Looking at the various reports into this today has led me to the conclusion that it really is an almost impossible task to find a formula that suits everyone. The common sense view is that far too much cricket is played and a reduction of sorts is needed to avoid overkill for the fans and player fatigue.
The ECB rather surprisingly listened to this opinion and proposed cutting the T20 matches down to 10 a county, but the smaller counties had a different view. When the ECB is faced with the likes of Essex, Somerset, Sussex and Kent claiming they will struggle to survive if they lose the revenue from these extra T20 games, what are they supposed to do?
It’s a tricky decision whichever way they go. In leaving the structure as it is, they are risky overkill with the fans. If they change it, there is an immeadiate financial hit for the smaller counties – although the hit will be there in the long run if they continue to flog the arse out of it.
This leads me to believe that the T20 competition in it’s current format is here to stay for the foreseeable future.
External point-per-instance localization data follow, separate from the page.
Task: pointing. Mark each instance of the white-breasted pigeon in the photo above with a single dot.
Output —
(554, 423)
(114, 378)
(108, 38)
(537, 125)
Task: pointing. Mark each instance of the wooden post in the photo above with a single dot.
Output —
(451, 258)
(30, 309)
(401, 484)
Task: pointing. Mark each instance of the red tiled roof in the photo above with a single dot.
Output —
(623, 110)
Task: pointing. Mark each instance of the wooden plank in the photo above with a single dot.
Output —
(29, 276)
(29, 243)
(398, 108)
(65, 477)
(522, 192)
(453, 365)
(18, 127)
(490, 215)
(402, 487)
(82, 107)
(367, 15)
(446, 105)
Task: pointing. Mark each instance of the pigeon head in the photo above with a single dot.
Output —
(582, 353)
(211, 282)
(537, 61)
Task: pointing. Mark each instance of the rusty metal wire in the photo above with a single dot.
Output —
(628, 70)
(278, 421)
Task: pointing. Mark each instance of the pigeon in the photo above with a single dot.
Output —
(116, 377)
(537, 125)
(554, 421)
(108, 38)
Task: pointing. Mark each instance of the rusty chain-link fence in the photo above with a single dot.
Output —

With a reduction of 8-12 playing days been recommended for the 2012 season, I do now worry about the future of the county championship.
If the ECB decide to implement the working party recommendation to reduce the season by 8-12 playing days, then where are those days going to come from? When it comes to the crunch money will talk, the CB40 and T20 bring in bigger crowds, so it is hard to see them being reduced too much, if at all.
That leaves the county championship looking very vulnerable. I do hope that this format is not messed around with, but if it is, the changes are minimal and don’t devalue or undermine the competition. It is the bedrock of cricket in this country and should not be compromised if at all possible.
I do except that the county championship would be compromised if one or two counties went bust, this is why it is so important that the ECB get it right for 2012.